Does one continue in a straight line, where the walls are emblazoned with the names of German towns? Does one choose the path of exile, with the names of European and international cities written in their place? Or does one fork off on the axis of destruction, where the names are frighteningly familiar to all students of the Nazi genocide?

… Lublin Majdanek Treblinka …
Photograph: Simon Holloway

Curiously, the path that leads to annihilation also bisects with the paths leading to continuity and to exile, presaging the threat of destruction that faced those who were hiding and those who were fleeing at every step they took.

Each of the three paths culminated in a memorial space that was remarkable in so many ways. The path leading to the Holocaust concluded in the Holocaust Tower: a room lit only by natural light that flowed through a thin aperture, with no heating and with nothing to disrupt the smooth and textureless surface of the walls. A triangular cavity, stretching upwards to the roof, this was a dark space and a cold one. An alienating space.

The Holocaust Tower. A void.
Photograph: Howard Wolfers

The path leading to flight culminated in the Garden of Exiles. No photograph can do justice to this incredible space, in which 49 featureless slabs are arranged in a perfect geometrical square, but in which the ground tilts slightly on both axes, forcing one to stumble over its rocky and uneven surface. As Libeskind remarked, this is the only space in his memorial that is geometrically regular, but it is also the only space that our feet treat as uncertain.

From within the Garden of Exiles
Photograph: Howard Wolfers

Finally, and perhaps most controversially, is the culmination of the axis of constancy. A room, its floor littered with metal disks, each of which is cut crudely in the form of crying and shouting faces, it invites us to walk upon them – or to watch and to listen while others do. What does it mean? What is Libeskind saying? As with every aspect of this incredible memorial, we felt that it permits of so many interpretations.

“The Memory Void”
Photograph: Simon Holloway
Standing Still
Photograph: Sandra Barrkman

In some ways this was our shortest day so far, but in others it feels perhaps the longest. There are so many empty spaces within this city, and it is fitting that there are so many voids within its most celebrated memorial.
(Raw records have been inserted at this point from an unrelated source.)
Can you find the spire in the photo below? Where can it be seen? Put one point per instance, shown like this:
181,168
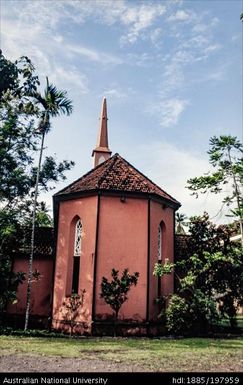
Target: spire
102,151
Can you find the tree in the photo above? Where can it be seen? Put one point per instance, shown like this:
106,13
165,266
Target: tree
73,304
115,292
209,278
180,222
19,142
53,103
225,155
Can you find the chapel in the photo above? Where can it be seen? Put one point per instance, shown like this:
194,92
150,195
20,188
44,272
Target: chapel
111,217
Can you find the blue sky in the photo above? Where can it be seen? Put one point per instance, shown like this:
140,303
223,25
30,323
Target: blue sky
171,72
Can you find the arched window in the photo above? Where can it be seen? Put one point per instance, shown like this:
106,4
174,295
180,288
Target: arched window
101,159
159,254
77,240
76,256
160,251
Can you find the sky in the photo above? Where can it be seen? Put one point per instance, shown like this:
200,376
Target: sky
171,72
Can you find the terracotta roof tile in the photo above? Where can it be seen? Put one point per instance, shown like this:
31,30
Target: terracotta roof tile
115,174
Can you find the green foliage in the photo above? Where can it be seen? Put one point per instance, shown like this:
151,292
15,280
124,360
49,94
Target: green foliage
225,155
115,292
162,269
73,304
209,279
20,114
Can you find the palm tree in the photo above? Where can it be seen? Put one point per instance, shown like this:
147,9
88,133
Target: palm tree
53,103
180,222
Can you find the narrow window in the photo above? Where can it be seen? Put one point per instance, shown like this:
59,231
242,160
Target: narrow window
76,257
160,254
159,244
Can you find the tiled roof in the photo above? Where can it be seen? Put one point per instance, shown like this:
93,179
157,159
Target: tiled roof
115,174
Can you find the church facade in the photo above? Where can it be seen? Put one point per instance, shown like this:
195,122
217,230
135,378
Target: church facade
112,217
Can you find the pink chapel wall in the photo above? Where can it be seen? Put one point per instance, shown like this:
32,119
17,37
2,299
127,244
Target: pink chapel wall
160,214
123,244
86,209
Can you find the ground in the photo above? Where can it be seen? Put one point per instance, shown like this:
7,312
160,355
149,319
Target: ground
27,354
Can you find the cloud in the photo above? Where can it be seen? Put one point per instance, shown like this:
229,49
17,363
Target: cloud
114,93
171,110
93,55
179,16
139,18
70,77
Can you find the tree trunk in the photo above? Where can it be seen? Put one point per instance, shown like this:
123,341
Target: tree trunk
237,194
30,272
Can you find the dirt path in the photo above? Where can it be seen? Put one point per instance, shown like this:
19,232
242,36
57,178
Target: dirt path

In the afternoon, before going out for dinner as a group, we enjoyed a boat cruise of Berlin’s waterway. Observing the other people on the boat, and considering the sights on either side of the canal, we really got a sense of just how many different ways there are to experience this city. The site of Germany’s persecution of its Jews is but one of a number of intersecting histories that cut across the tapestry that is Berlin.